The Triton Inference Server provides a cloud inferencing solution optimized for both CPUs and GPUs. The server provides an inference service via an HTTP or GRPC endpoint, allowing remote clients to request inferencing for any model being managed by the server. For edge deployments, Triton Server is also available as a shared library with an API that allows the full functionality of the server to be included directly in an application.

New Features and Improvements

  • Added Triton Python API for in-process integration in Python environment.

  • Added command line option to retry loading failed model in number of attempts specified.

  • Added support for Context Propagation in OpenTelemetry trace mode.

  • Added Triton pinned memory pool usage in reporting metrics.

  • Improved error response in HTTP endpoint that HTTP status codes different than 400 may be returned to align with the error type.

  • Added experimental support for serving PyTorch 2.0 models.

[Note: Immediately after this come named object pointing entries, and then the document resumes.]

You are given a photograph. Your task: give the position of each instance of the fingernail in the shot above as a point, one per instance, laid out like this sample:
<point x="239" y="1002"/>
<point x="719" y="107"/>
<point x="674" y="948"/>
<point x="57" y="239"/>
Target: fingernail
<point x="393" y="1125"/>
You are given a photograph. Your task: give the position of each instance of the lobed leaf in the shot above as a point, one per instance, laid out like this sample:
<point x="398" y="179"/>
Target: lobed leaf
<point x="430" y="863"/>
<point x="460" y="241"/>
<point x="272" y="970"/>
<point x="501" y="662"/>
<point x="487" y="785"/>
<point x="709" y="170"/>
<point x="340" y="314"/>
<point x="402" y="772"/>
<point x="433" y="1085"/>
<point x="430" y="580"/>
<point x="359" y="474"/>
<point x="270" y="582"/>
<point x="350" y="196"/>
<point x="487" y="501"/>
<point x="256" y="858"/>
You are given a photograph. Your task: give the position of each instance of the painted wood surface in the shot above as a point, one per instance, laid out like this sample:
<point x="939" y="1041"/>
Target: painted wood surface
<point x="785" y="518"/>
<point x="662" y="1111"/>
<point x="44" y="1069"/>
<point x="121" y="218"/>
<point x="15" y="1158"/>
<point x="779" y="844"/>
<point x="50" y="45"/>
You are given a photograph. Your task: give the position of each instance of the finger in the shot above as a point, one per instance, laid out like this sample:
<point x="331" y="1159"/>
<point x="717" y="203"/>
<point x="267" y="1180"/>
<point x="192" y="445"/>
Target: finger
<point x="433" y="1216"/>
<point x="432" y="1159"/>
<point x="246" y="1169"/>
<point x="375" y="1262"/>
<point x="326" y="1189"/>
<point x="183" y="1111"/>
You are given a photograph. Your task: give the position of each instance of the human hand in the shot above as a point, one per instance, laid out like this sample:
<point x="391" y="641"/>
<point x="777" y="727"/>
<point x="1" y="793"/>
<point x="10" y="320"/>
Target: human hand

  • The FasterTransformer backend has been deprecated as of 24.01 and will no longer be supported or released with this and future versions of Triton.

  • The Model Analyzer now correctly loads and optimizes ensemble models.

  • The Model Analyzer now handles the case of optimizing a model on a remote Triton server without requiring a local GPU.

  • Refer to the the Frameworks Support Matrix for container image versions on which the inference server container is based.

Known Issues

  • The TensorRT-LLM backend provides limited support of Triton extensions and features.

  • The TensorRT-LLM backend may core dump on server shutdown. This impacts server teardown only and will not impact inferencing.

  • When using decoupled models, there is a possibility that response order as sent from the backend may not match with the order in which these responses are received by the streaming gRPC client. Note that this only applies to responses from different requests. Any responses corresponding to the same request will still be received in their expected order, relative to each other.

  • The Java CAPI is known to have intermittent segfaults we’re looking for a root cause.

  • Some systems which implement malloc() may not release memory back to the operating system right away causing a false memory leak. This can be mitigated by using a different malloc implementation. Tcmalloc and jemalloc are installed in the Triton container and can be used by specifying the library in LD_PRELOAD. We recommend experimenting with both tcmalloc and jemalloc to determine which one works better for your use case.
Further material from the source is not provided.